Stephen Donnelly said that it was “distasteful” that law firms were “licking their lips” at prospect of suing the State over the HSE cyber hack.

Minister for Health Stephen Donnelly said ransomware attack has
Minister for Health Stephen Donnelly said ransomware attack has "real-world" consequences for patients A garda investigation into the cyberattack is ongoing.
Image: Sam Boal

Updated May 20th 2021, 1:45 PM

MINISTER FOR HEALTH Stephen Donnelly has confirmed that HSE data has leaked on the darknet, adding that the ransomware attack was “extensive”, “despicable” and has “real-world” consequences for patients.

In a statement this afternoon, the HSE said that it was “clear” that data on some servers has been encrypted, but that the full extent of this remains unknown.

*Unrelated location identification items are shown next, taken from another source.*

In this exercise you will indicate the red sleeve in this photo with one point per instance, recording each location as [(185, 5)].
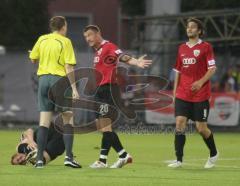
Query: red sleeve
[(113, 52), (178, 64), (210, 59)]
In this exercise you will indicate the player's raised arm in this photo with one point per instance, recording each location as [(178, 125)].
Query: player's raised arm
[(140, 62)]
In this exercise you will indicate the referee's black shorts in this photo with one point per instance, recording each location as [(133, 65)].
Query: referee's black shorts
[(55, 144), (196, 111)]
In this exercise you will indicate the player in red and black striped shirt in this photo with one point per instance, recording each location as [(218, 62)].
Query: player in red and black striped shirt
[(194, 67), (105, 61)]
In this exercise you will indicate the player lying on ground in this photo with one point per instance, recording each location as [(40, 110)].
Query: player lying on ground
[(194, 67), (27, 148), (105, 61)]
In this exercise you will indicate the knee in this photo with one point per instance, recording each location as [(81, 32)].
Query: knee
[(180, 124), (202, 130)]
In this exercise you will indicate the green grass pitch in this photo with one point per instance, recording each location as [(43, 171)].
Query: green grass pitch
[(149, 168)]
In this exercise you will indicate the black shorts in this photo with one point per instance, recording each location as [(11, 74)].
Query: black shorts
[(106, 96), (55, 144), (196, 111)]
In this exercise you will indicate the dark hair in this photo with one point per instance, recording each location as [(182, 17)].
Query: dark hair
[(56, 23), (94, 28), (199, 24)]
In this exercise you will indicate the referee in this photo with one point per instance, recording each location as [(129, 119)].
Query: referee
[(56, 58)]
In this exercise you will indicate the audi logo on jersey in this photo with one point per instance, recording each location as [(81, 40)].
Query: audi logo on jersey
[(189, 61)]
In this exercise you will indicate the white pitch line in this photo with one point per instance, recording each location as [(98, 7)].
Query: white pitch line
[(199, 165), (205, 159)]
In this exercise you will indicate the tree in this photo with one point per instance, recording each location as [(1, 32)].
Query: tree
[(133, 7), (22, 21), (194, 5)]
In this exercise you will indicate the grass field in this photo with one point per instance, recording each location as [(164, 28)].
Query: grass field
[(149, 168)]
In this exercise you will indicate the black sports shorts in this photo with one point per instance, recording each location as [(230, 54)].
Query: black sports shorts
[(196, 111)]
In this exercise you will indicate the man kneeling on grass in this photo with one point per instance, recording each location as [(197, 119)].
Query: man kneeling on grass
[(27, 148)]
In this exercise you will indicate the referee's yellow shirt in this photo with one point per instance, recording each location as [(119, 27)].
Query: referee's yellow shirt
[(53, 51)]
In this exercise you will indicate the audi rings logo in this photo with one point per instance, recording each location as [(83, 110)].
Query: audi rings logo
[(189, 61)]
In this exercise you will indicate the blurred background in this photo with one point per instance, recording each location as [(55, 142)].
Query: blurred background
[(154, 27)]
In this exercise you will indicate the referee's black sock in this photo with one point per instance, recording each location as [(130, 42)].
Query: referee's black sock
[(68, 139), (117, 145), (179, 142), (105, 146), (42, 136), (211, 145)]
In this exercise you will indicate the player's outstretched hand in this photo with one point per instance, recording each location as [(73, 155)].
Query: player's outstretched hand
[(75, 94), (144, 63)]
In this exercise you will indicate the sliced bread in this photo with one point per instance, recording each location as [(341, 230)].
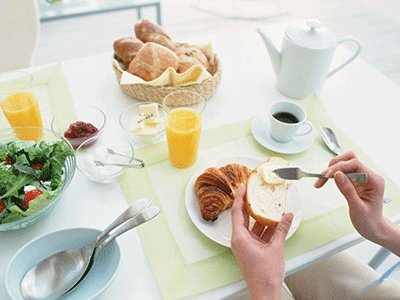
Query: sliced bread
[(266, 193)]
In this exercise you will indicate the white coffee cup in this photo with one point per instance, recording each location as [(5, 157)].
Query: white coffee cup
[(287, 120)]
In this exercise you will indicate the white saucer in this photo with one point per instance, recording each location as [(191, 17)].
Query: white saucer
[(260, 130)]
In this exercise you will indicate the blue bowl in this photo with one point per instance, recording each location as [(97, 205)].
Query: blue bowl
[(101, 275)]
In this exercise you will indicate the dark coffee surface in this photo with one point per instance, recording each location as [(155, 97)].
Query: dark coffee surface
[(286, 117)]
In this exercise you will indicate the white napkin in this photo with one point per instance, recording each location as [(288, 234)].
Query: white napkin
[(195, 74)]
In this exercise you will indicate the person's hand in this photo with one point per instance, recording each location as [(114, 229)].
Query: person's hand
[(365, 199), (259, 252)]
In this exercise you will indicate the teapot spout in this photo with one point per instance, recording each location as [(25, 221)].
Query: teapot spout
[(274, 54)]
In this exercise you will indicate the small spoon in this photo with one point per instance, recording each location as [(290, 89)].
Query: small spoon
[(112, 152), (101, 164), (57, 274), (142, 217), (330, 140)]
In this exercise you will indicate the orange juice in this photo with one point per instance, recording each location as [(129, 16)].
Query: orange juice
[(22, 109), (183, 128)]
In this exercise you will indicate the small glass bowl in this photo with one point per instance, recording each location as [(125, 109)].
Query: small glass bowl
[(91, 114), (125, 120), (69, 171), (85, 157)]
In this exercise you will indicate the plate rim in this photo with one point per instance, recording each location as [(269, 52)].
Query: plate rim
[(225, 160), (58, 232), (278, 150)]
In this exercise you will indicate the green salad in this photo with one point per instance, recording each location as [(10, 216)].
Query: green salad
[(31, 175)]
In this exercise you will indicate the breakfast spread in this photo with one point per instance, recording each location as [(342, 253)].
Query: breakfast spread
[(152, 52), (147, 121), (216, 188), (79, 132), (266, 193), (31, 176)]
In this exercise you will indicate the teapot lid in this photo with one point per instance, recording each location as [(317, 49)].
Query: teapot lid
[(311, 35)]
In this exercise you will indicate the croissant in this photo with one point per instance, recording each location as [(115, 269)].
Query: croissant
[(216, 188)]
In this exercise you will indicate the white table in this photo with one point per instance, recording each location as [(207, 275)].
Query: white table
[(359, 99)]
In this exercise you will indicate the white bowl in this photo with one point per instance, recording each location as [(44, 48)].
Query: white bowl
[(101, 275)]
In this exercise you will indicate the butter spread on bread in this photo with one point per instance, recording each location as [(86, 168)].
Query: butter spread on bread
[(265, 199)]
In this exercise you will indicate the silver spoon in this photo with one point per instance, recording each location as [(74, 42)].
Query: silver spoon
[(331, 141), (140, 218), (57, 274), (101, 164), (112, 152)]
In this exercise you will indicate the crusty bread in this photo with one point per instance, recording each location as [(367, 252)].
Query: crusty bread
[(148, 31), (190, 56), (125, 49), (266, 201), (152, 60)]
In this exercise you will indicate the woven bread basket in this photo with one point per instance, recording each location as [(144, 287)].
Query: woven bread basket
[(156, 94)]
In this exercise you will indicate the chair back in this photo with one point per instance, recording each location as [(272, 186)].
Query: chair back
[(19, 33)]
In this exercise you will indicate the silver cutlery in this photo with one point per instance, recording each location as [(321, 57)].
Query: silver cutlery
[(381, 279), (57, 274), (101, 164), (330, 140), (140, 218), (112, 152), (295, 173)]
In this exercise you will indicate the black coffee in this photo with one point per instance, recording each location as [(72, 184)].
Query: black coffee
[(286, 117)]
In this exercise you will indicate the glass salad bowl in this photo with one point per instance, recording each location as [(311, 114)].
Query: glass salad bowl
[(36, 167)]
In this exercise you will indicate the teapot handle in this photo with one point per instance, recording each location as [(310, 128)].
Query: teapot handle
[(341, 40)]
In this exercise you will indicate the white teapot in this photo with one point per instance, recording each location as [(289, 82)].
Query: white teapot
[(303, 64)]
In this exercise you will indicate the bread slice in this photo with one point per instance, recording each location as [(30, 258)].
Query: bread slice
[(265, 200)]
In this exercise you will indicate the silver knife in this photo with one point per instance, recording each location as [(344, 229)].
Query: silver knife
[(294, 173)]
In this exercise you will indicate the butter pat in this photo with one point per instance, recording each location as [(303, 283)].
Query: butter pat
[(150, 111), (148, 130), (137, 123), (269, 176)]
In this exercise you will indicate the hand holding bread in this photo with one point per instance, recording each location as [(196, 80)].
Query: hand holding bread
[(259, 252), (266, 194)]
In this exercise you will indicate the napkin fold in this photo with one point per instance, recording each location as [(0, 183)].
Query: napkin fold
[(195, 74), (183, 260)]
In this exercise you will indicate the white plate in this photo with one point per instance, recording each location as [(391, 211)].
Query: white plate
[(260, 130), (220, 230), (102, 273)]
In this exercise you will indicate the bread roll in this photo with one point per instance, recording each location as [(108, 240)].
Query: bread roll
[(125, 49), (148, 31), (266, 193), (190, 56), (152, 60)]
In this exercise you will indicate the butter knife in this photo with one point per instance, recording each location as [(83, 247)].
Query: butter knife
[(295, 173), (381, 279)]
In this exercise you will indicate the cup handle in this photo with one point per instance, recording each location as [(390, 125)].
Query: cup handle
[(310, 128), (355, 54)]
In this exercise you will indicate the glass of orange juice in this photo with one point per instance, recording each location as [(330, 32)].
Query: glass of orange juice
[(182, 118), (19, 104)]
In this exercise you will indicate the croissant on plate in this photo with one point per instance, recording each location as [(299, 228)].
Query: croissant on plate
[(216, 188)]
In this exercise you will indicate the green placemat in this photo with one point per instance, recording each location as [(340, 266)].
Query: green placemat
[(183, 260)]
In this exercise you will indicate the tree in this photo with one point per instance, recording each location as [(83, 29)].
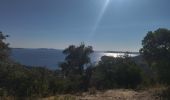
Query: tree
[(4, 49), (76, 58), (156, 51), (120, 72)]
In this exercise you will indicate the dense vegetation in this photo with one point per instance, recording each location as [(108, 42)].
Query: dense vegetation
[(78, 74)]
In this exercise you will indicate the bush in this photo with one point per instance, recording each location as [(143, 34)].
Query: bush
[(116, 73)]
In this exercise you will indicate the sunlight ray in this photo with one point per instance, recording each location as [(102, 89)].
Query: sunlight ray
[(99, 18)]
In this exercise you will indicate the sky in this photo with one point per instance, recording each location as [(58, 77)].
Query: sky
[(104, 24)]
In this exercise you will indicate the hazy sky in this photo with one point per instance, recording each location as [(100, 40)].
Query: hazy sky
[(103, 24)]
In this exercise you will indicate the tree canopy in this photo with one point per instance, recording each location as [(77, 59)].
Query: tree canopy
[(156, 51), (4, 49), (76, 58)]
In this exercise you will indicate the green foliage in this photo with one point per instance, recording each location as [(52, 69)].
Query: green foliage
[(156, 51), (4, 49), (73, 68), (116, 73), (76, 58)]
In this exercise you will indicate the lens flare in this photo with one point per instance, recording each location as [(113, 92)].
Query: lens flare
[(99, 18)]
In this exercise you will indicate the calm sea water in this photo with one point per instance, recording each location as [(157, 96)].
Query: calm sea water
[(95, 57)]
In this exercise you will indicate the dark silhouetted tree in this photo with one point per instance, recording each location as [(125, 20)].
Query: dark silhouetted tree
[(4, 49), (156, 51), (76, 59)]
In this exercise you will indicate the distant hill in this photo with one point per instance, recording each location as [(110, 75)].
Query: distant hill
[(38, 57), (49, 58)]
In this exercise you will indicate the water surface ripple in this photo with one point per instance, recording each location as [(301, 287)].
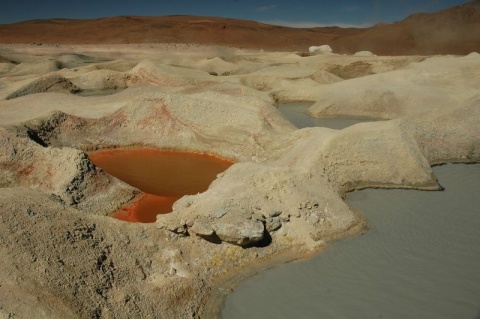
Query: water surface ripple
[(420, 259)]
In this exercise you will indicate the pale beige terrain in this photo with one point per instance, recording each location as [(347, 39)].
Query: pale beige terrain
[(63, 257)]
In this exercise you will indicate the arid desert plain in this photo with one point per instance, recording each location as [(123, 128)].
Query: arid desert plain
[(63, 256)]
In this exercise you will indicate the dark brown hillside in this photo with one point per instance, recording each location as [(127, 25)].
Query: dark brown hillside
[(452, 31)]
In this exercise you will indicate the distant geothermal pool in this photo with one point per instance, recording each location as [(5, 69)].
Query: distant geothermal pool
[(163, 175), (419, 259), (296, 112)]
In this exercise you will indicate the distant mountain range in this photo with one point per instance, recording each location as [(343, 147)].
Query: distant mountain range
[(452, 31)]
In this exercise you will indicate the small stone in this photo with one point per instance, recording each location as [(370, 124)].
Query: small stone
[(220, 213), (201, 228), (272, 224), (275, 213)]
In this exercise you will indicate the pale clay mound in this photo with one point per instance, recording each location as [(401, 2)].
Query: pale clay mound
[(62, 257)]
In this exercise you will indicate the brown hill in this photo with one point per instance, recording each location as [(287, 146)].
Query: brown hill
[(452, 31)]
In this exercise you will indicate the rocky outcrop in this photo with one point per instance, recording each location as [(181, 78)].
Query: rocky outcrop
[(63, 258)]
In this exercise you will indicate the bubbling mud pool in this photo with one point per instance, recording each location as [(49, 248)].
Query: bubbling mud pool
[(163, 175)]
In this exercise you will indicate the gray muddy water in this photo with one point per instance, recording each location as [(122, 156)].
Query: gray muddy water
[(295, 112), (419, 259)]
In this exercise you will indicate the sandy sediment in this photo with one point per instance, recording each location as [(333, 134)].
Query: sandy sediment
[(62, 257)]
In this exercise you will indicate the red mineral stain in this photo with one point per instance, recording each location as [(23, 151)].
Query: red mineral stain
[(163, 175)]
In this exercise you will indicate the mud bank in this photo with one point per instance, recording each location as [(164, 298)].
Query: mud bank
[(63, 257)]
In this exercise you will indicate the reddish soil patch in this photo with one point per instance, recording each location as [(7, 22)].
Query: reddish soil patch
[(163, 175)]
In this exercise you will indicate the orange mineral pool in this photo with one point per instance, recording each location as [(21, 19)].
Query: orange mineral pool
[(163, 175)]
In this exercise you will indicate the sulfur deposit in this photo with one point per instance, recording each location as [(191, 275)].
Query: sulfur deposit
[(63, 257)]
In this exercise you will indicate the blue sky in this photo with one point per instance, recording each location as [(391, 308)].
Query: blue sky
[(297, 13)]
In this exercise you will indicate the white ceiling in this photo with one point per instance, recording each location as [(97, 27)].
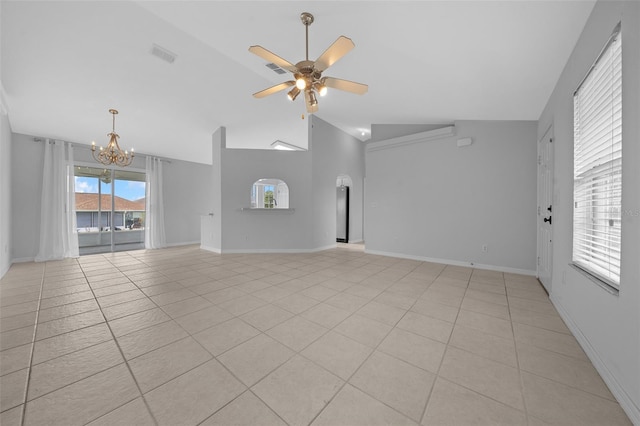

The Minister also said that it was “distasteful” that some legal firms had advertised suing the State over potential data privacy breaches as a result of the day-zero cyber attack, accusing some legal firms of “licking their lips” at the prospect.

“When we are in the middle of trying to get urgent healthcare services backup and running for sick patients, I certainly find it very distasteful that any law firm would be putting stuff up on their websites to that end,” he told Newstalk Breakfast.

The Financial Times reported yesterday that it had seen screenshots and files proving that medical and personal information belonging to HSE patients had been shared online – in what it called the first confirmation of a data leak since the HSE ransomware attack.

Transport and Communications Eamon Ryan earlier described this reported data leak as “credible”; Minister Donnelly has previously said that such a leak was possible.

In an interview with Newstalk this morning, the Health Minister gave the strongest public confirmation that HSE patient data had been leaked to the dark web:

On the face of it, as has been reported, data from the HSE does appear to have been displayed on the dark net. The details of that are not something that would be confirmed because it’s an ongoing Garda investigation.

HSE chief Paul Reid said it was a “high risk and high likelihood” of the data that has been taken by hackers being leaked online, but also said that reports of the HSE patient data leaked online haven’t been validated yet.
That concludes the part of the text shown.